Airbus will deliver at least 30 A380 superjumbos in 2012 after meeting its target for at least 25 in 2011, chief operating officer Fabrice Bregier said in remarks published on Friday.
Bregier was speaking to a closed meeting of analysts in London after the European plane maker delivered its 24th A380 for 2011 to Australia's Qantas late on Thursday.
Airbus had previously predicted more than 25 A380 deliveries in 2012. Airlines pay on delivery for most of the value of the aircraft, which sells for USD$375 million at list prices before discounts typically available to customers.
The A380, which went severely off schedule and financial target due to production problems in 2005 and 2006, is expected to make an operating profit before R&D in 2015, based on a euro at USD$1.35, Bregier said, according to a slide presentation.
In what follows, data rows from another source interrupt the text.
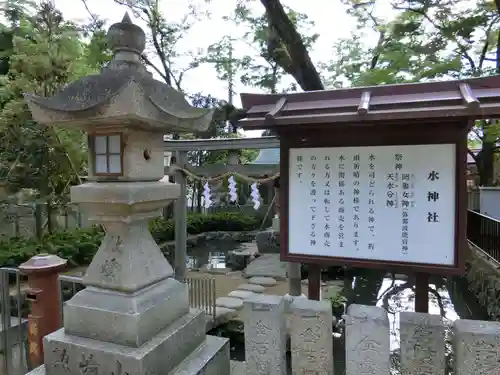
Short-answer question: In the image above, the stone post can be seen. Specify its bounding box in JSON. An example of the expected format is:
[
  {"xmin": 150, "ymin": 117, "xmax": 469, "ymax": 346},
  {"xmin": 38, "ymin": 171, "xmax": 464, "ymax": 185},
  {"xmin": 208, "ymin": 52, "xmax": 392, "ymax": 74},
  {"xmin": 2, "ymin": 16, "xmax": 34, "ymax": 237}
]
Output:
[
  {"xmin": 174, "ymin": 151, "xmax": 187, "ymax": 282},
  {"xmin": 453, "ymin": 319, "xmax": 500, "ymax": 375},
  {"xmin": 19, "ymin": 254, "xmax": 66, "ymax": 366},
  {"xmin": 273, "ymin": 184, "xmax": 305, "ymax": 300},
  {"xmin": 399, "ymin": 311, "xmax": 445, "ymax": 375},
  {"xmin": 243, "ymin": 295, "xmax": 286, "ymax": 375},
  {"xmin": 345, "ymin": 304, "xmax": 391, "ymax": 375},
  {"xmin": 290, "ymin": 298, "xmax": 333, "ymax": 375}
]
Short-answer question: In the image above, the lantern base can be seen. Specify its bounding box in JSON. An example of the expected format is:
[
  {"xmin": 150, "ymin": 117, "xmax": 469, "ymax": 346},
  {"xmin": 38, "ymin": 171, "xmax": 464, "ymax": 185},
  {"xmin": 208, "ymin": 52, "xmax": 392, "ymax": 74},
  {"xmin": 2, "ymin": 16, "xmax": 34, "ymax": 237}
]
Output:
[{"xmin": 29, "ymin": 311, "xmax": 230, "ymax": 375}]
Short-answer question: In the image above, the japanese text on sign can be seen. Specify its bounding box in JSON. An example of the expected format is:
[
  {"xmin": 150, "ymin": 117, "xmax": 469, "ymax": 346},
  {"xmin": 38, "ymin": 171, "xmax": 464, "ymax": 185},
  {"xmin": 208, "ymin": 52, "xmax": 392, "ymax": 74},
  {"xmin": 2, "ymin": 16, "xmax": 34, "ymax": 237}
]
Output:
[{"xmin": 288, "ymin": 144, "xmax": 456, "ymax": 265}]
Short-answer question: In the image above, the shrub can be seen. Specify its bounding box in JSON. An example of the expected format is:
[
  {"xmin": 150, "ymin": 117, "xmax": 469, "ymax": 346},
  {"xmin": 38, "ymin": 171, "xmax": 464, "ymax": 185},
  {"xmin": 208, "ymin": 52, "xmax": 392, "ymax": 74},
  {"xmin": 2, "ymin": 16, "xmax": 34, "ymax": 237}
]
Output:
[{"xmin": 0, "ymin": 212, "xmax": 261, "ymax": 267}]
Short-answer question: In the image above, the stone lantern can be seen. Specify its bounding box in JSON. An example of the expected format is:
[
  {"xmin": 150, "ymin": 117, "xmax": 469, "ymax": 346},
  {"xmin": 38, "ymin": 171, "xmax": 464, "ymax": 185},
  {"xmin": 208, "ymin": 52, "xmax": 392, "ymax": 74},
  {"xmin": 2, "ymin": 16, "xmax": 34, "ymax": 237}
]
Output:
[{"xmin": 21, "ymin": 14, "xmax": 229, "ymax": 375}]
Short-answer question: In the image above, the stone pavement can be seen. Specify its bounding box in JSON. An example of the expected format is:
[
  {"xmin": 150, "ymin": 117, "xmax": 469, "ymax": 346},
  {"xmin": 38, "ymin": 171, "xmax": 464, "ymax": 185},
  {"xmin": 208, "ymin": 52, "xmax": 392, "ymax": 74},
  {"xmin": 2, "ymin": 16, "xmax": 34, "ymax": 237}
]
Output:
[{"xmin": 215, "ymin": 276, "xmax": 277, "ymax": 315}]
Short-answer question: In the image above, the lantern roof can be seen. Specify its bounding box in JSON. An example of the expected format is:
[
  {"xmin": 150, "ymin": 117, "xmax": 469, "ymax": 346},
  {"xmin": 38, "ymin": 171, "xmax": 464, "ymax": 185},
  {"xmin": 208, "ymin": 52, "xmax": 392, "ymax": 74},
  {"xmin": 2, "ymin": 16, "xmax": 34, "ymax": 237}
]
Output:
[{"xmin": 25, "ymin": 13, "xmax": 213, "ymax": 133}]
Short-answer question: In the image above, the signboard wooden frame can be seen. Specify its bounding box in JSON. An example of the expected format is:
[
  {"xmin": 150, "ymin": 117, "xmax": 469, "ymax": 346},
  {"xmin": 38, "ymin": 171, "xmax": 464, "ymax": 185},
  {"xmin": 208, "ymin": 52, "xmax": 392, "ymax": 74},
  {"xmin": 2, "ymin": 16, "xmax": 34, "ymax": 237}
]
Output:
[
  {"xmin": 239, "ymin": 76, "xmax": 500, "ymax": 280},
  {"xmin": 280, "ymin": 121, "xmax": 468, "ymax": 274}
]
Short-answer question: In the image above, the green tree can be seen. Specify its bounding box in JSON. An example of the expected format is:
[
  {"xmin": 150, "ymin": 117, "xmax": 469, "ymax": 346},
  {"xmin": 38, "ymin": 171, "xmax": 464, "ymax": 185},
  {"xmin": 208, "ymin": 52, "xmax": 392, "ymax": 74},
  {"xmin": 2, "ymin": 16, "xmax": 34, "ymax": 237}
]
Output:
[
  {"xmin": 326, "ymin": 0, "xmax": 500, "ymax": 185},
  {"xmin": 0, "ymin": 2, "xmax": 108, "ymax": 230}
]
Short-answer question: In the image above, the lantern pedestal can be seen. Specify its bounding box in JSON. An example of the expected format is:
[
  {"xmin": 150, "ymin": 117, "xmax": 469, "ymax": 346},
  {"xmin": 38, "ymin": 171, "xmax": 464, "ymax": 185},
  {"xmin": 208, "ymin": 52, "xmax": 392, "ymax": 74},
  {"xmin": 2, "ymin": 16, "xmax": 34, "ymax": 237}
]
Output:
[
  {"xmin": 32, "ymin": 180, "xmax": 229, "ymax": 375},
  {"xmin": 25, "ymin": 14, "xmax": 230, "ymax": 375}
]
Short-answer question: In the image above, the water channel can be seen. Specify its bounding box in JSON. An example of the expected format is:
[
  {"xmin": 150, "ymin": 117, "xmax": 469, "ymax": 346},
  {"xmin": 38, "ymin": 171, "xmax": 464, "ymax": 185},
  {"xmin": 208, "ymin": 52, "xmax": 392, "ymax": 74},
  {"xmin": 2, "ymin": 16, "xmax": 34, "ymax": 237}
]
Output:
[{"xmin": 179, "ymin": 242, "xmax": 488, "ymax": 375}]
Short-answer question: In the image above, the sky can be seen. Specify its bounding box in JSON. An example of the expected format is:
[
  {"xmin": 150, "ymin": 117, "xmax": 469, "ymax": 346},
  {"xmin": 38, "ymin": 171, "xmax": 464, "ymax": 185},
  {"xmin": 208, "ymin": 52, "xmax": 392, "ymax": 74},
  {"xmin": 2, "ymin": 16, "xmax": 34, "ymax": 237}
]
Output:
[{"xmin": 53, "ymin": 0, "xmax": 388, "ymax": 136}]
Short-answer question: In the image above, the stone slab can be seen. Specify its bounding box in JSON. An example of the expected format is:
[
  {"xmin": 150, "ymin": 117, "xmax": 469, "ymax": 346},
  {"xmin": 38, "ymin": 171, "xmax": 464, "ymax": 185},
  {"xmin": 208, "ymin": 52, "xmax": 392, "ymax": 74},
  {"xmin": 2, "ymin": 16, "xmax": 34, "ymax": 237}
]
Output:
[
  {"xmin": 27, "ymin": 336, "xmax": 229, "ymax": 375},
  {"xmin": 64, "ymin": 278, "xmax": 189, "ymax": 347},
  {"xmin": 244, "ymin": 254, "xmax": 287, "ymax": 280},
  {"xmin": 169, "ymin": 336, "xmax": 231, "ymax": 375},
  {"xmin": 248, "ymin": 276, "xmax": 277, "ymax": 286},
  {"xmin": 215, "ymin": 297, "xmax": 243, "ymax": 310},
  {"xmin": 243, "ymin": 294, "xmax": 287, "ymax": 375},
  {"xmin": 43, "ymin": 310, "xmax": 206, "ymax": 375},
  {"xmin": 231, "ymin": 361, "xmax": 246, "ymax": 375},
  {"xmin": 290, "ymin": 298, "xmax": 333, "ymax": 375},
  {"xmin": 236, "ymin": 284, "xmax": 266, "ymax": 293},
  {"xmin": 345, "ymin": 304, "xmax": 391, "ymax": 375},
  {"xmin": 453, "ymin": 319, "xmax": 500, "ymax": 375},
  {"xmin": 399, "ymin": 311, "xmax": 446, "ymax": 375},
  {"xmin": 228, "ymin": 289, "xmax": 256, "ymax": 299}
]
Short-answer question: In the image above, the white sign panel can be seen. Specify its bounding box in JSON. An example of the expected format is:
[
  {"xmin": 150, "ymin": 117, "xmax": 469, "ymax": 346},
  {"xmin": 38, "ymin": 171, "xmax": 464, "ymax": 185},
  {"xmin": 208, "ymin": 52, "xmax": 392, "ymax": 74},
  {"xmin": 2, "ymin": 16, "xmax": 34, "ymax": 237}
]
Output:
[{"xmin": 288, "ymin": 144, "xmax": 456, "ymax": 266}]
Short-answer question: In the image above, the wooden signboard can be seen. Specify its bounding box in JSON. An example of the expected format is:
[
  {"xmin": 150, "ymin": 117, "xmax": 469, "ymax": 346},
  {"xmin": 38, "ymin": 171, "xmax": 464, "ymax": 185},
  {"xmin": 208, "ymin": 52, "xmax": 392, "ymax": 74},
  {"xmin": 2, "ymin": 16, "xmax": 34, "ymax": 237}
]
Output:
[
  {"xmin": 281, "ymin": 137, "xmax": 466, "ymax": 273},
  {"xmin": 240, "ymin": 77, "xmax": 500, "ymax": 280}
]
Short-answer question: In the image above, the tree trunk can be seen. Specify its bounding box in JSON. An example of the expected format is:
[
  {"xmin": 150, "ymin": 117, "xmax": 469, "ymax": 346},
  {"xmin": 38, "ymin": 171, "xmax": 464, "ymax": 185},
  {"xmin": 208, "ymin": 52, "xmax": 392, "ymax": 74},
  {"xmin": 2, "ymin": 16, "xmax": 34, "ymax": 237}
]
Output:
[
  {"xmin": 260, "ymin": 0, "xmax": 325, "ymax": 91},
  {"xmin": 476, "ymin": 139, "xmax": 495, "ymax": 186}
]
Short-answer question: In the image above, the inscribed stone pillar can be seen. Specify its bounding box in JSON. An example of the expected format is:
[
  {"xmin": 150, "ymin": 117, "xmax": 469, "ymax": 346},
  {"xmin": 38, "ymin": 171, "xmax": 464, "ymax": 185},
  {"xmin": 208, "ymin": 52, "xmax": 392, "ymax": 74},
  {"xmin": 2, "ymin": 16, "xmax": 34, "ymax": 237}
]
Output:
[
  {"xmin": 243, "ymin": 295, "xmax": 286, "ymax": 375},
  {"xmin": 290, "ymin": 298, "xmax": 333, "ymax": 375},
  {"xmin": 399, "ymin": 312, "xmax": 445, "ymax": 375},
  {"xmin": 453, "ymin": 319, "xmax": 500, "ymax": 375},
  {"xmin": 345, "ymin": 304, "xmax": 390, "ymax": 375}
]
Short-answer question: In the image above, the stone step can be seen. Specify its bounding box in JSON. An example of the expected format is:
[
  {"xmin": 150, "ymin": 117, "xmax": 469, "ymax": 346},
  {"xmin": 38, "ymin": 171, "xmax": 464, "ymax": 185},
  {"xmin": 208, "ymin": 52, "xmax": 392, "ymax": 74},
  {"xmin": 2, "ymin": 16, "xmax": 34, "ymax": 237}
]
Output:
[
  {"xmin": 231, "ymin": 361, "xmax": 246, "ymax": 375},
  {"xmin": 169, "ymin": 336, "xmax": 231, "ymax": 375},
  {"xmin": 228, "ymin": 289, "xmax": 257, "ymax": 300},
  {"xmin": 236, "ymin": 284, "xmax": 266, "ymax": 293},
  {"xmin": 215, "ymin": 297, "xmax": 243, "ymax": 310},
  {"xmin": 248, "ymin": 276, "xmax": 277, "ymax": 286}
]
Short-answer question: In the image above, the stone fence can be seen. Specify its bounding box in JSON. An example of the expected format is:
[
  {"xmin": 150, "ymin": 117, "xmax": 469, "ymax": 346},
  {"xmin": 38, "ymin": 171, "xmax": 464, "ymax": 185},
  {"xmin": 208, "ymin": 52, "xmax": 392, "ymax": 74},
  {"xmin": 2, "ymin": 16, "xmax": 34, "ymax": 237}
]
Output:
[{"xmin": 244, "ymin": 295, "xmax": 500, "ymax": 375}]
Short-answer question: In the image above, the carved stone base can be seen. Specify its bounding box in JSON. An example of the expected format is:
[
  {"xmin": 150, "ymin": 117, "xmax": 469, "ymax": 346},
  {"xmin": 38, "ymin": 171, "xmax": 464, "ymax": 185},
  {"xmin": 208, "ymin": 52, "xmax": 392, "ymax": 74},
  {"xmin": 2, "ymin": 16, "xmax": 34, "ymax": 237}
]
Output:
[
  {"xmin": 64, "ymin": 278, "xmax": 189, "ymax": 347},
  {"xmin": 32, "ymin": 310, "xmax": 230, "ymax": 375}
]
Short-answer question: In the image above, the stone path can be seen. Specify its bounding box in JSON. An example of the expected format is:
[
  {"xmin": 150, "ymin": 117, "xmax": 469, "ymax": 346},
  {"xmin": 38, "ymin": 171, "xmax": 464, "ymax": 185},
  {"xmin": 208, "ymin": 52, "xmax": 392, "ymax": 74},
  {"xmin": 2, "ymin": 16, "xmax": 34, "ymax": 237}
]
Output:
[
  {"xmin": 215, "ymin": 276, "xmax": 277, "ymax": 322},
  {"xmin": 244, "ymin": 254, "xmax": 287, "ymax": 280}
]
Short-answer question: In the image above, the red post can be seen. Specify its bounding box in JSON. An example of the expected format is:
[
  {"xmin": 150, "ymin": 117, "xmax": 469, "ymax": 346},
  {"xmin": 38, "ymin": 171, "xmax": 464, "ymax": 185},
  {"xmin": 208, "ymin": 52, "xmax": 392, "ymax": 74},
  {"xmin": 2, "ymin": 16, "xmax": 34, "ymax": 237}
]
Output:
[
  {"xmin": 307, "ymin": 264, "xmax": 321, "ymax": 301},
  {"xmin": 19, "ymin": 254, "xmax": 66, "ymax": 367}
]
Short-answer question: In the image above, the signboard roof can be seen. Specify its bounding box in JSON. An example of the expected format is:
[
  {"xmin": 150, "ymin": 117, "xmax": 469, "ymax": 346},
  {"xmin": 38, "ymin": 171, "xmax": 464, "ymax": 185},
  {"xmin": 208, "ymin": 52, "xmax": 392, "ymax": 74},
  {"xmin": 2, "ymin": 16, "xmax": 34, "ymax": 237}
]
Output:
[{"xmin": 239, "ymin": 75, "xmax": 500, "ymax": 129}]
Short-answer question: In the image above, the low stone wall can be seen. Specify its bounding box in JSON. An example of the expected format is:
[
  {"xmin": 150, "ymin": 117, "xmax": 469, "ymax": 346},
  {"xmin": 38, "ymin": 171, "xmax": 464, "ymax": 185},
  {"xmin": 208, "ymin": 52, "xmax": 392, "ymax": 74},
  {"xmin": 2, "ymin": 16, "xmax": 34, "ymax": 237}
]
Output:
[
  {"xmin": 160, "ymin": 231, "xmax": 258, "ymax": 251},
  {"xmin": 466, "ymin": 245, "xmax": 500, "ymax": 320}
]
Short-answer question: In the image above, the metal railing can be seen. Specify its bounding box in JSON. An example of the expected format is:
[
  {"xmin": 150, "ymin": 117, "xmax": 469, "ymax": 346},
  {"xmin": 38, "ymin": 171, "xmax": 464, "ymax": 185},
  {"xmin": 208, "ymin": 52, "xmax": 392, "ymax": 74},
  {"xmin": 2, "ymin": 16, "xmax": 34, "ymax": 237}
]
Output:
[
  {"xmin": 59, "ymin": 275, "xmax": 216, "ymax": 320},
  {"xmin": 467, "ymin": 189, "xmax": 480, "ymax": 211},
  {"xmin": 467, "ymin": 210, "xmax": 500, "ymax": 263},
  {"xmin": 186, "ymin": 277, "xmax": 216, "ymax": 321}
]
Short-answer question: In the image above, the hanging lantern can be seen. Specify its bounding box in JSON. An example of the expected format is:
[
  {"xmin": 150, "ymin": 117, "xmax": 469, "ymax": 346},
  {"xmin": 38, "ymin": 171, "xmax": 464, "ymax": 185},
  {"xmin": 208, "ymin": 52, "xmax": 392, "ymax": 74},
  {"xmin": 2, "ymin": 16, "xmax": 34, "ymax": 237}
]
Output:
[
  {"xmin": 227, "ymin": 176, "xmax": 238, "ymax": 202},
  {"xmin": 250, "ymin": 182, "xmax": 260, "ymax": 210}
]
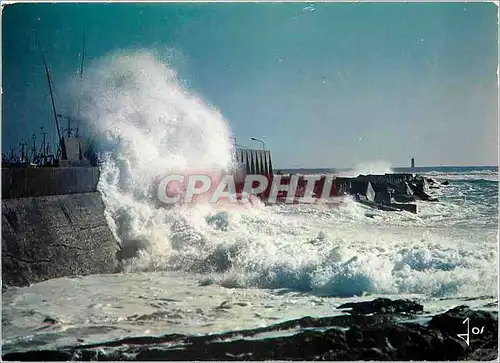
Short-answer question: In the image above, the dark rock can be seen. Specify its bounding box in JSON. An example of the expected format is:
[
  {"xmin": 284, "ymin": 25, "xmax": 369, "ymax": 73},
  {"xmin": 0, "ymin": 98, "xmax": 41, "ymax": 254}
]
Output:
[
  {"xmin": 337, "ymin": 298, "xmax": 424, "ymax": 314},
  {"xmin": 43, "ymin": 316, "xmax": 59, "ymax": 324}
]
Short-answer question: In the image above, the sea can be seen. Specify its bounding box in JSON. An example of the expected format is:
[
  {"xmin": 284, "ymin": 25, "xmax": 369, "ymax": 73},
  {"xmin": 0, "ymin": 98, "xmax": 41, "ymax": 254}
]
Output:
[{"xmin": 2, "ymin": 53, "xmax": 498, "ymax": 354}]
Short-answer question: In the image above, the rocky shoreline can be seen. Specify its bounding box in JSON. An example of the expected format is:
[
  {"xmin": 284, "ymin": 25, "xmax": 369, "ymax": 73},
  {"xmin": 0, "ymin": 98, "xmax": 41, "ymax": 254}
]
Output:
[{"xmin": 2, "ymin": 299, "xmax": 498, "ymax": 361}]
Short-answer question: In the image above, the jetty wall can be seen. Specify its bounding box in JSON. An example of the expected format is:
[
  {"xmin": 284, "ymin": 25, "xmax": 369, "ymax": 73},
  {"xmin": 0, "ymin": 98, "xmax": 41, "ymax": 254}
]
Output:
[{"xmin": 2, "ymin": 167, "xmax": 120, "ymax": 286}]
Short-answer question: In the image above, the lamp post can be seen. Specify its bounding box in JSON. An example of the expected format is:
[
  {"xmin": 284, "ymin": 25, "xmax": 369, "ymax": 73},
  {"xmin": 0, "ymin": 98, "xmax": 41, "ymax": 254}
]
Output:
[{"xmin": 252, "ymin": 137, "xmax": 266, "ymax": 150}]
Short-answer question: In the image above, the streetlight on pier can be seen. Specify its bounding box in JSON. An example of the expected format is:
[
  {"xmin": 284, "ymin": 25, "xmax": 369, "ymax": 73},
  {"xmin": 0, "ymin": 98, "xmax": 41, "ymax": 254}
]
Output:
[{"xmin": 252, "ymin": 137, "xmax": 266, "ymax": 150}]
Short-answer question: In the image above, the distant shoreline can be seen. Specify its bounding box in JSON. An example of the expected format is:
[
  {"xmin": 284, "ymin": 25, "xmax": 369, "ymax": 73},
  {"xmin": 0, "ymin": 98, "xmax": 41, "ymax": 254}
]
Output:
[{"xmin": 280, "ymin": 165, "xmax": 498, "ymax": 173}]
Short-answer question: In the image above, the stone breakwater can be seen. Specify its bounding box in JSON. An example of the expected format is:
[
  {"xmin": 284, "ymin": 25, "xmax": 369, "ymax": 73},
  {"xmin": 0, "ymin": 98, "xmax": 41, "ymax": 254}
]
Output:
[
  {"xmin": 2, "ymin": 299, "xmax": 498, "ymax": 361},
  {"xmin": 2, "ymin": 167, "xmax": 121, "ymax": 290}
]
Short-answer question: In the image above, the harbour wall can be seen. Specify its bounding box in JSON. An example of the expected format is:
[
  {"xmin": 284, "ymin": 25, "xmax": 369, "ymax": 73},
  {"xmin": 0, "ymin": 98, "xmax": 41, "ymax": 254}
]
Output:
[{"xmin": 2, "ymin": 167, "xmax": 120, "ymax": 287}]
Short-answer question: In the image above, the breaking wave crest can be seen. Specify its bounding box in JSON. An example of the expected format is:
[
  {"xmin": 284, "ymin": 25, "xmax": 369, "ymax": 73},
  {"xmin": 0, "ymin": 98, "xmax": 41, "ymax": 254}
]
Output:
[{"xmin": 72, "ymin": 52, "xmax": 496, "ymax": 302}]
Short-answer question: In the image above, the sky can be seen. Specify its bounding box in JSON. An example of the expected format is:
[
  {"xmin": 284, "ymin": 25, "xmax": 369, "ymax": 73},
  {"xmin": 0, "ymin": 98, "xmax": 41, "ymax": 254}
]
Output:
[{"xmin": 2, "ymin": 3, "xmax": 498, "ymax": 168}]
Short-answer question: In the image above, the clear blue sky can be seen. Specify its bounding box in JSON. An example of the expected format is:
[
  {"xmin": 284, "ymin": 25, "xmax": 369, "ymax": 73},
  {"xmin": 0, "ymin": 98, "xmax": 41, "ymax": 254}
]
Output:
[{"xmin": 2, "ymin": 3, "xmax": 498, "ymax": 167}]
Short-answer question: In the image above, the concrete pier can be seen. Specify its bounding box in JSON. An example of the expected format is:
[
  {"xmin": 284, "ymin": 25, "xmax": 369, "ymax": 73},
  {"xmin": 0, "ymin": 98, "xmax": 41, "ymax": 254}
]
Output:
[{"xmin": 2, "ymin": 166, "xmax": 120, "ymax": 288}]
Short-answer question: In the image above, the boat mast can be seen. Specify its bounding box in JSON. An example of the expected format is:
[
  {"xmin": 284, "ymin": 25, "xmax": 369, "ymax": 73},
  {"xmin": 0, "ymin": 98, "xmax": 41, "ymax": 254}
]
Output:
[
  {"xmin": 76, "ymin": 29, "xmax": 85, "ymax": 137},
  {"xmin": 35, "ymin": 34, "xmax": 66, "ymax": 159}
]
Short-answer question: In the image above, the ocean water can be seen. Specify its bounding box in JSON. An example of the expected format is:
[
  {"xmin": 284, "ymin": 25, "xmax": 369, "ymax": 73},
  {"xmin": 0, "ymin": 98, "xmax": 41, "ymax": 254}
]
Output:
[{"xmin": 2, "ymin": 53, "xmax": 498, "ymax": 353}]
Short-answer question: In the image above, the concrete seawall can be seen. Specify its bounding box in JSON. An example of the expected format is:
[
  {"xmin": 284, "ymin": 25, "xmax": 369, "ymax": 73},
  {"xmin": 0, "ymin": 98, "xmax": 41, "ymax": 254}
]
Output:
[{"xmin": 2, "ymin": 167, "xmax": 120, "ymax": 286}]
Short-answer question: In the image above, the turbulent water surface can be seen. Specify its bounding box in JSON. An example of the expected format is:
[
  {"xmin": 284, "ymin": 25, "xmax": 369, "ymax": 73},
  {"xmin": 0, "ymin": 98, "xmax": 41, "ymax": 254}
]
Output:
[{"xmin": 2, "ymin": 53, "xmax": 498, "ymax": 353}]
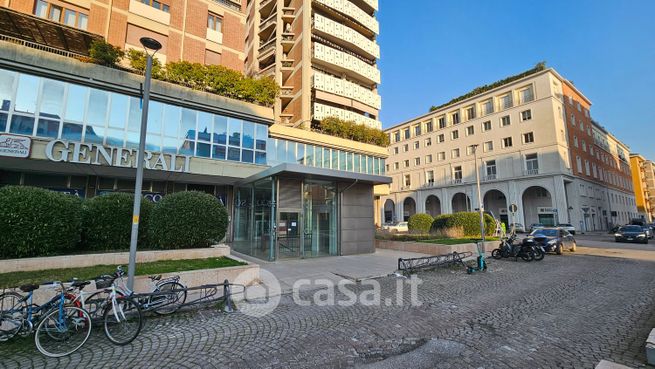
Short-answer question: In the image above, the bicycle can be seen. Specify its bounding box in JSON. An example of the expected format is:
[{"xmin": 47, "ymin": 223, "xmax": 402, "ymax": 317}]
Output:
[{"xmin": 0, "ymin": 282, "xmax": 92, "ymax": 357}]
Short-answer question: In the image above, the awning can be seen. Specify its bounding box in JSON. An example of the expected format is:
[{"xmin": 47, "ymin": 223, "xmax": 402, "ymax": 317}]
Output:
[
  {"xmin": 0, "ymin": 7, "xmax": 103, "ymax": 56},
  {"xmin": 237, "ymin": 163, "xmax": 391, "ymax": 185}
]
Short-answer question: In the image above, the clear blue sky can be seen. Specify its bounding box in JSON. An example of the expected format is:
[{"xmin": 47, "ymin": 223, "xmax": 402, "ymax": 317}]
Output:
[{"xmin": 378, "ymin": 0, "xmax": 655, "ymax": 160}]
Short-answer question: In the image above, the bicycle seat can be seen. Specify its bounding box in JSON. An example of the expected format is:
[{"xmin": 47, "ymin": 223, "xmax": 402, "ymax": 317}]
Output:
[{"xmin": 18, "ymin": 284, "xmax": 39, "ymax": 292}]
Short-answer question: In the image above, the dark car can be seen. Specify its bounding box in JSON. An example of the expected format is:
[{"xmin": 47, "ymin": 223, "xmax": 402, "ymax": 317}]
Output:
[
  {"xmin": 614, "ymin": 225, "xmax": 648, "ymax": 243},
  {"xmin": 523, "ymin": 228, "xmax": 576, "ymax": 255}
]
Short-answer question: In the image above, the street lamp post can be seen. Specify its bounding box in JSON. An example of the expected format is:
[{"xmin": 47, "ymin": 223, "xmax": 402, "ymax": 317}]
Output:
[
  {"xmin": 127, "ymin": 37, "xmax": 161, "ymax": 290},
  {"xmin": 473, "ymin": 145, "xmax": 485, "ymax": 245}
]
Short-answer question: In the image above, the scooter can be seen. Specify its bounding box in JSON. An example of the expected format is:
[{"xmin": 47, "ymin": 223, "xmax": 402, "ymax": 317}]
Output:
[{"xmin": 466, "ymin": 240, "xmax": 487, "ymax": 274}]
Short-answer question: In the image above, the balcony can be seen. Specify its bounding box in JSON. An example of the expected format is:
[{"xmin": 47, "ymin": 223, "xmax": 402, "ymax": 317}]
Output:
[
  {"xmin": 313, "ymin": 42, "xmax": 380, "ymax": 83},
  {"xmin": 313, "ymin": 14, "xmax": 380, "ymax": 59},
  {"xmin": 316, "ymin": 0, "xmax": 380, "ymax": 35}
]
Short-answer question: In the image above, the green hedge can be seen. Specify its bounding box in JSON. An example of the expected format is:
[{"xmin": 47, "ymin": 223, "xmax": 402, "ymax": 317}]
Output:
[
  {"xmin": 82, "ymin": 192, "xmax": 154, "ymax": 251},
  {"xmin": 432, "ymin": 212, "xmax": 496, "ymax": 237},
  {"xmin": 0, "ymin": 186, "xmax": 82, "ymax": 258},
  {"xmin": 149, "ymin": 191, "xmax": 227, "ymax": 249},
  {"xmin": 407, "ymin": 213, "xmax": 434, "ymax": 233}
]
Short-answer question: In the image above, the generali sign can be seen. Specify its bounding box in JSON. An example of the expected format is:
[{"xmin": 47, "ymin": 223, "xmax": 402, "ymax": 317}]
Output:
[
  {"xmin": 45, "ymin": 140, "xmax": 191, "ymax": 173},
  {"xmin": 0, "ymin": 135, "xmax": 32, "ymax": 158}
]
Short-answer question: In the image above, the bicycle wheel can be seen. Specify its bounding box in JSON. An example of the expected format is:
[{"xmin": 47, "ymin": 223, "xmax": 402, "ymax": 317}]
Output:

He said Airbus had reduced airframe production costs on the world's largest airliner to a level equivalent to 65 on an index where 100 represents the costs in 2009, according to a copy of the presentation issued online. EADS said it would issue a recording of this and other speeches after the two-day event.
The index is expected to fall to 62 in 2012 and 61 in 2013.
Bregier is expected to become chief executive of the world's largest commercial plane maker when key mandates come up for renewal in 2012, with the current chief executive Tom Enders stepping up to run parent EADS.
Bregier said another aircraft that has seen significant production problems, the Airbus A400M military airlifter, would receive its safety certification in the second quarter of 2012.
The first European troop and heavy cargo transporter is on the assembly line and will be delivered to the French Air Force in March 2013 as agreed with purchasing nations, Airbus said. The aircraft is around four years late due to engine problems.